2) ne- + V: There are really many words beginning neur- [nɛu̯r-] or neo- [nɛo-] and these should probably be implemented as default variants, while exceptions like neurvalý (ne- + urvalý) or neokázalý (ne- + okázalý) can be retyped. With the rest we can make it the opposite: the prefixed version as default, with a few exceptions like "neapolitánec" that can be retyped.
3) I agree that prou- and dou- in the beginning should be transcribed as [prou̯-] and [dou̯-] by default, as the combinations of prefixes pro-/do- + u are much less frequent. With other vowels it should be OK to consider pro- and do- to be prefixes.
The rest of the suggested prefixes should be OK with all vowels. --Jan Kameníček (talk) 01:31, 21 May 2023 (UTC)- @Benwing2: Now, after the scope was broadened to all prefix+V combinations (not only V+i/y), I have had a look at it once more, and suggest to add some more prefixes: auto-, deseti-, devíti-, dvou-, euro-, kontra-, mezi-, mnoho-, osmi-, pěti-, polo-, pra-, proti-, pře-, při-, samo-, sebe-, sedmi-, sou-, spolu-, šesti-, tele-, termo-, tří-, ultra-, vele-, vše-, vy-, zne-, znovu-. None of these should ber problematic in any way. What is problematic are most of prefixes ending with a consonant, because they are difficult to be distinguished automatically, like nadúrovňový (nad- + úrovňový, with an optional glottal stop) and nadaný (na- + daný, without a glottal stop). The only one which seems unproblematic to me is sub- (e.g. in subatomární and others), so it might be added too. --Jan Kameníček (talk) 14:16, 21 May 2023 (UTC)
- Well, you asked about combinations V +i/y and so that was what I had in mind when I suggested the prefixes. Making it more general brings more problems to solve:
- BTW since you say "careless speech" for variants without glottal stop, I assume those are nonstandard and shouldn't be listed? (Or at least, not by default, and if listed, they need a qualifier saying something like "nonstandard, fast speech".) Benwing2 (talk) 23:59, 20 May 2023 (UTC)
- Really non-standard is only 1) omitting glottal stop in combinations of non-syllable prepositions with words beginning with a vowel and 2) omitting glottal stop where it may cause confusion (like proudit which means something different when pronounced [proʔuɟɪt] than when pronounced [prou̯ɟɪt]). In all other cases it is only optional, though recommended. In reality, the quicker people speak, the less they use it, but some people do not use it when speaking slowly either. --Jan Kameníček (talk) 01:31, 21 May 2023 (UTC)

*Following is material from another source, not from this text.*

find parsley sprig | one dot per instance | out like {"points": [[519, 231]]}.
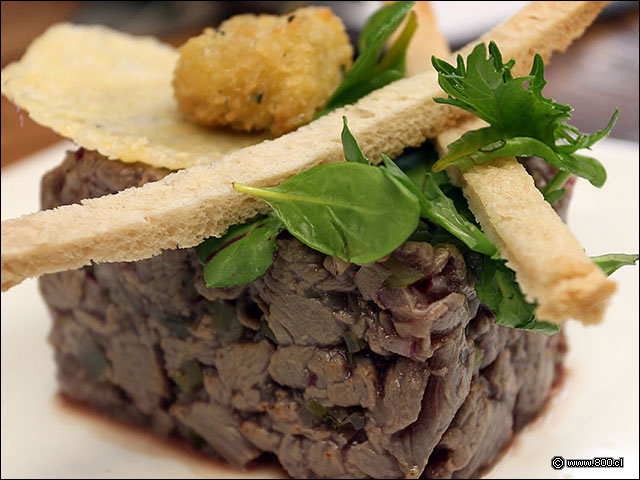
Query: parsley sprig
{"points": [[522, 122]]}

- @Jan.Kamenicek Sounds good, I need to think a bit more about what symbols to use but your suggestion of recognizing the above prefixes specially sounds fine and isn't hard to implement. I'm not sure about making a special case for nai-, that might be hard to remember. For glottal stops, it sounds like I might need to have two symbols, one indicating a compulsory glottal stop (maybe
- There is a strong tradition to codify everything in Czech language, including pronunciation, and a codified version is called "spisovný". As explained e. g. here, according to codified rules glottal stops are compulsory between non-syllable prepositions (just 4 in Czech: k, s, v and z) and words beginning with a vowel, but in reality they are sometimes not pronounced in quick careless speech. In all other cases that we discussed the glottal stop is recommended, but not compulsory, although it should be kept in rare cases where it makes difference in the meaning: proudit (to flow) from proud (current) is pronounced [prou̯ɟɪt] while proudit (to smoke something thoroughly) from pro- + udit (to smoke st) should be pronounced [proʔuɟɪt]. However, I personally know also the variant of the second case [prouɟɪt], i.e. with hiatus instead of glottal stop, although not with diphtong. This is probably connected with my place of residence: I live in Moravia (eastern part of Czechia) where glottal stops are more frequently omitted in careless speech than in Bohemia (western part of Czechia). --Jan Kameníček (talk) 22:03, 20 May 2023 (UTC)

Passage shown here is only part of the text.